Many of the attacks target visibly identifiable Jews and Jewish targets in Brooklyn. Haredi communities in the area are also feeling under attack due to an uproar over secular education in the yeshiva religious school system, with some community leaders warning the issue could stoke further antisemitism.

Antisemitic vandalism on the wall of a New York synagogue, August 17, 2022. (Courtesy)

Most of the attacks do not result in serious punishment, drawing the ire of Jewish advocates who have demanded changes to bail laws that could lead to harsher repercussions for assailants.

Late last month, police announced two arrests for suspected hate crimes against Jews, as Brooklyn community leaders called for bail reform and said the community was “terrified.” Police also said they would step up patrols around synagogues.

On Thursday, US House Representative Ritchie Torres called on the FBI and the US attorney general to investigate New York’s response to antisemitism, highlighting the low number of serious punishments for anti-Jewish hate crimes.

“The federal government can no longer stand by passively as antisemitic violence goes unchecked and unpunished in America’s largest city,” said Torres, a Democrat who represents New York’s 15th Congressional district in the Bronx and is a firm supporter of Jewish communities and Israel.

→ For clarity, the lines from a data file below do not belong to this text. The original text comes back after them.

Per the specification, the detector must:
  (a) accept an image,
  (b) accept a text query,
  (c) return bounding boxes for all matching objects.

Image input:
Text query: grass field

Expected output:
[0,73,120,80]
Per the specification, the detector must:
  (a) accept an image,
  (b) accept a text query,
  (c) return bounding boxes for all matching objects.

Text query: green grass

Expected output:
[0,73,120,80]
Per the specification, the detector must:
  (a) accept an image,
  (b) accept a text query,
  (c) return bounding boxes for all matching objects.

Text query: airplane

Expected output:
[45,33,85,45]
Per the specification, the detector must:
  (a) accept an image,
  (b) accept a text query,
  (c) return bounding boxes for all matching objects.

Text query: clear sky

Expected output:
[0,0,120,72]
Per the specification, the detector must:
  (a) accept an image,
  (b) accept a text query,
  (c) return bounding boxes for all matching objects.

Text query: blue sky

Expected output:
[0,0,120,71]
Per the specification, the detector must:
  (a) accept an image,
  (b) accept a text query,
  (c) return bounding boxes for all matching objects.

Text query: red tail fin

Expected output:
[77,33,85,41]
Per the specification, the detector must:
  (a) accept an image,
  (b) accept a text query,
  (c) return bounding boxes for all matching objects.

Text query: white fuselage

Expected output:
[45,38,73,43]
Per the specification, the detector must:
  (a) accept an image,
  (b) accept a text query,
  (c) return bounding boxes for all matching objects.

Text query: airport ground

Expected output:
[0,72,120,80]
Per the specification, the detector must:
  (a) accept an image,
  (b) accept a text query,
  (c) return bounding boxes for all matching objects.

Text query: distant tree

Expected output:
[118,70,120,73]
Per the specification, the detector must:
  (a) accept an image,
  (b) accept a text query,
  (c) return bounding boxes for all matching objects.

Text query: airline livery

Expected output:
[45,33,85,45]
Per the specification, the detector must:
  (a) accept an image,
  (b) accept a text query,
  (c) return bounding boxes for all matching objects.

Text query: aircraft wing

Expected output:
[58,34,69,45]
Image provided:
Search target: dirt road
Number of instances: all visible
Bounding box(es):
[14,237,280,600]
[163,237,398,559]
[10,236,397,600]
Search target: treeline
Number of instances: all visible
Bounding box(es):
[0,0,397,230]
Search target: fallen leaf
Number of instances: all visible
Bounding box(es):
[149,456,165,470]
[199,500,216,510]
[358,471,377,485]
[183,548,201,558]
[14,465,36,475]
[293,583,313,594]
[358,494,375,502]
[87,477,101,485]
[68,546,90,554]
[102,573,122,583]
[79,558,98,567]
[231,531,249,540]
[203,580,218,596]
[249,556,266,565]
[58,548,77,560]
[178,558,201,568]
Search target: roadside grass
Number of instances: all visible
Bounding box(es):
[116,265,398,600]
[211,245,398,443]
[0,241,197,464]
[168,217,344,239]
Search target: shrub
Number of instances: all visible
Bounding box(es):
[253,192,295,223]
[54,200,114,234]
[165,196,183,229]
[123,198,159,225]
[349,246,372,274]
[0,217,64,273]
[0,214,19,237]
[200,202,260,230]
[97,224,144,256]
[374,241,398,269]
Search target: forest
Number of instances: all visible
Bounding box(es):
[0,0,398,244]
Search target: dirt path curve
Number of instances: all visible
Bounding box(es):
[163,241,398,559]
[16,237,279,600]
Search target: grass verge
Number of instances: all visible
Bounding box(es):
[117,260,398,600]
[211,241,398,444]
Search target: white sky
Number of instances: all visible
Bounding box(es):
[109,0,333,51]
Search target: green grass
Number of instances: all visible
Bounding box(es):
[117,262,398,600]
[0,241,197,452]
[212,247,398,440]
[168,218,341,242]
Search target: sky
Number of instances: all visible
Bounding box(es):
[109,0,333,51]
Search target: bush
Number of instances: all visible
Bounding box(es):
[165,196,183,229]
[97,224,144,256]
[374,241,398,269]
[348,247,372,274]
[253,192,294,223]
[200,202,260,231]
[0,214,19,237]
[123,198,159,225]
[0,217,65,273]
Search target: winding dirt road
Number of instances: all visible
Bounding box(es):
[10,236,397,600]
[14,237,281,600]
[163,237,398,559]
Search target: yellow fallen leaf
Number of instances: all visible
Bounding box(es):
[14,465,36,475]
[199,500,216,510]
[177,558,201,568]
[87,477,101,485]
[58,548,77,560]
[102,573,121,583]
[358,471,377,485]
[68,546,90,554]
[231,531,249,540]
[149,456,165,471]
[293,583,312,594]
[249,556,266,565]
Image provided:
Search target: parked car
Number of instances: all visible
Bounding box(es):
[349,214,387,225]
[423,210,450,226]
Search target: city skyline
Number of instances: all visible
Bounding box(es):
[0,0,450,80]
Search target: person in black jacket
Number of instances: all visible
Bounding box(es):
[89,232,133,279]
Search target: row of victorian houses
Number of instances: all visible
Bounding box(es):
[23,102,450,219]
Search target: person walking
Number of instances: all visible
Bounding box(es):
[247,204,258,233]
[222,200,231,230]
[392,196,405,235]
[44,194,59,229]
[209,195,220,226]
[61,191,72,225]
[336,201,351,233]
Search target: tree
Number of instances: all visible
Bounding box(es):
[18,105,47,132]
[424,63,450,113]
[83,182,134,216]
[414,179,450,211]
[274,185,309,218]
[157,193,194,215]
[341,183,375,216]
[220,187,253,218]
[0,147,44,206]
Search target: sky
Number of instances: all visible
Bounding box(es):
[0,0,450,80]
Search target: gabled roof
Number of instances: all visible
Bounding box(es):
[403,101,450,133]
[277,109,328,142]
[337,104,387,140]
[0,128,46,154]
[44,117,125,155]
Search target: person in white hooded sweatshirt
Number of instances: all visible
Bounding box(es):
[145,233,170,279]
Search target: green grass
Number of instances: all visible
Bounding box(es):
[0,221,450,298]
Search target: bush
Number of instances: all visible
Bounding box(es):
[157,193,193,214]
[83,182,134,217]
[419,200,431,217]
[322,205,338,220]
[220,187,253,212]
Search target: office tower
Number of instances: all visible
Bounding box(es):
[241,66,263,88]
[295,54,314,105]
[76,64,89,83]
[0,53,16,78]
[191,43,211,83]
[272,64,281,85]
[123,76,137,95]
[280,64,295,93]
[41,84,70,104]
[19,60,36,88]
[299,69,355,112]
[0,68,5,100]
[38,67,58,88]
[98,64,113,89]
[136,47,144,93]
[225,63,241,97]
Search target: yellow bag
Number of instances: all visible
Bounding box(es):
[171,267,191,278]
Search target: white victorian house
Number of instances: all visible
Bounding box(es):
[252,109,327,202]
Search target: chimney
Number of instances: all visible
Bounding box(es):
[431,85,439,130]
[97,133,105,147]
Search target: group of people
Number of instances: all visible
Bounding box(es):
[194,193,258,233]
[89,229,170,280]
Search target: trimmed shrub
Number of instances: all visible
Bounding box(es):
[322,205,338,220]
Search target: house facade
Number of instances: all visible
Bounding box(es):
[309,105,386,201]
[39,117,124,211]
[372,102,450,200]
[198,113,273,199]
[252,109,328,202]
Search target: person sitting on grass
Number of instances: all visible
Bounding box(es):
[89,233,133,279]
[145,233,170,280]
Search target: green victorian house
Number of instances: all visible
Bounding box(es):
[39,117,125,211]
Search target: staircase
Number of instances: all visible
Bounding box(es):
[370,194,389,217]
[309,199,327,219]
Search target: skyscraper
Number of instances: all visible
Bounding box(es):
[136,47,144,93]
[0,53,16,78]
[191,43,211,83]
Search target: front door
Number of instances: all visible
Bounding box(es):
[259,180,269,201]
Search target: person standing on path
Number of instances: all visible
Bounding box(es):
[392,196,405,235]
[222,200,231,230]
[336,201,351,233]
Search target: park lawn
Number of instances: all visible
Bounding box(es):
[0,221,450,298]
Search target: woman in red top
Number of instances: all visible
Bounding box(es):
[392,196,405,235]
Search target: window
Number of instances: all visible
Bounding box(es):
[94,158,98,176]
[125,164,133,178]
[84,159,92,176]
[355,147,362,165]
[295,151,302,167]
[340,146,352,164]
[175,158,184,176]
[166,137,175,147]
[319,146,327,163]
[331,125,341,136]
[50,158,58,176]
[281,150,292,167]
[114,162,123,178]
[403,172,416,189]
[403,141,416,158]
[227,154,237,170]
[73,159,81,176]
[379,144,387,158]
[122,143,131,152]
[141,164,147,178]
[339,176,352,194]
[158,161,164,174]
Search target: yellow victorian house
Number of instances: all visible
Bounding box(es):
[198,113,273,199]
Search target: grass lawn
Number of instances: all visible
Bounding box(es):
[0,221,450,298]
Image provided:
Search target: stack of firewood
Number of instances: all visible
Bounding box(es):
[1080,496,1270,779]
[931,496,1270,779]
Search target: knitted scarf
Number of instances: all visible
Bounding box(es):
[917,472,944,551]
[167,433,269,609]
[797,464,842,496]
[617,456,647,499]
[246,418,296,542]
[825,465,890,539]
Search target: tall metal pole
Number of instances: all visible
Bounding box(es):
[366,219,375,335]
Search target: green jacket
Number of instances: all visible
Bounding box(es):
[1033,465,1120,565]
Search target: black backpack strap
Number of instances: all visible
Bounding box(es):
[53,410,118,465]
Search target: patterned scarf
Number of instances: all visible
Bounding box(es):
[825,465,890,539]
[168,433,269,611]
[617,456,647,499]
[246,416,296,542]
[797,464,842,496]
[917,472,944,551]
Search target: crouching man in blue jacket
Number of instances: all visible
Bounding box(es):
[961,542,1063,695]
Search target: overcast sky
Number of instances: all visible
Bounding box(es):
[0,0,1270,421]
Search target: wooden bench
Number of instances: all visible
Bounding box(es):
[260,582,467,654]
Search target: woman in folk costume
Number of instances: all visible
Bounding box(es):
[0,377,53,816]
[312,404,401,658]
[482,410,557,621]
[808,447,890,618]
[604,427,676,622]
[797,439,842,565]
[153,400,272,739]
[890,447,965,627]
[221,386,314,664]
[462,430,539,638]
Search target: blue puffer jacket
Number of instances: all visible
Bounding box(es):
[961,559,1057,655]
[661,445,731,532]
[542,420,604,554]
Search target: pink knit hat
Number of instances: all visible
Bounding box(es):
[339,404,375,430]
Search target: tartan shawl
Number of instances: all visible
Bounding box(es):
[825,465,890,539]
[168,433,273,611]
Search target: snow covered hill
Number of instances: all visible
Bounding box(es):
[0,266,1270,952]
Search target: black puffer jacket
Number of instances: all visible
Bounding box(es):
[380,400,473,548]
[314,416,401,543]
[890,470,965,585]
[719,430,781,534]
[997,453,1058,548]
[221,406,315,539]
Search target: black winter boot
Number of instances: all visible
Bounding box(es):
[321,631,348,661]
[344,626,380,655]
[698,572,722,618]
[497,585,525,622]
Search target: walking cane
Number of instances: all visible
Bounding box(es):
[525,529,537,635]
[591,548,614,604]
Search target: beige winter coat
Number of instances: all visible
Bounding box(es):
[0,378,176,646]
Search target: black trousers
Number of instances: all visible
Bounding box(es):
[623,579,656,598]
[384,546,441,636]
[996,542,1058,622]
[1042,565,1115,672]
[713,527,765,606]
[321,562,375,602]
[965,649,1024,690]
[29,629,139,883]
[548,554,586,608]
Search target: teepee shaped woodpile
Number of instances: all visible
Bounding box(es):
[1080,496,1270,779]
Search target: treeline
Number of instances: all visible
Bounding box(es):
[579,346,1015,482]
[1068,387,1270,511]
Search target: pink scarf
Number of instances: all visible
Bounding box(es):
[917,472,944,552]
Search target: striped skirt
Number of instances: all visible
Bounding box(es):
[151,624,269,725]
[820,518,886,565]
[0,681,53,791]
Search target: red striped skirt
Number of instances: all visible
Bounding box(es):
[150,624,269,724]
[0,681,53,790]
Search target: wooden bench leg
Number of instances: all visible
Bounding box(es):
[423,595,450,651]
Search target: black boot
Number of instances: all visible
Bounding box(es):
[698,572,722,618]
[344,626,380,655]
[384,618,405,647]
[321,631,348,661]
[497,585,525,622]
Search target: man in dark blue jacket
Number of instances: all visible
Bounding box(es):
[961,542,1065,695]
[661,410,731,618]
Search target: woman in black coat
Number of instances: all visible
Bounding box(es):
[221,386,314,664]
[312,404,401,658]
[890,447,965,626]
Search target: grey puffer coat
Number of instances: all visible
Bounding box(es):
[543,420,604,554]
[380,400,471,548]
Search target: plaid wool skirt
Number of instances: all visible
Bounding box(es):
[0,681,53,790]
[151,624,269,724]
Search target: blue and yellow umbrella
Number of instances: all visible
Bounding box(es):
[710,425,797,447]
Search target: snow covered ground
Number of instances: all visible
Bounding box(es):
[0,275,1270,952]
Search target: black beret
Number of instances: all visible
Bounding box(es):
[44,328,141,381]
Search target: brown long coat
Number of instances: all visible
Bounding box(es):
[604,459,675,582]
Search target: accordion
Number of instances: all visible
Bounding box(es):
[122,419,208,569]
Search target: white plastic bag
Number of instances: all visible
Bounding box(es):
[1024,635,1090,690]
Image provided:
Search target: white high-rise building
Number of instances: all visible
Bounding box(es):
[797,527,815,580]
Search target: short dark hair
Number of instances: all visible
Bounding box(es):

In a rare case, a US federal court charged a pro-Palestinian activist with a hate crime after he beat a Jewish man on the sidelines of a protest in Manhattan in April. An investigation found the defendant had attacked two other Jews in unprovoked assaults last year.

In some of the other incidents in the past week, a Jewish man was punched in the face repeatedly in an unprovoked attack in Queens; Nazi graffiti was sprayed on a fountain in Manhattan; and a Jewish woman was shot with a BB gun in Brooklyn.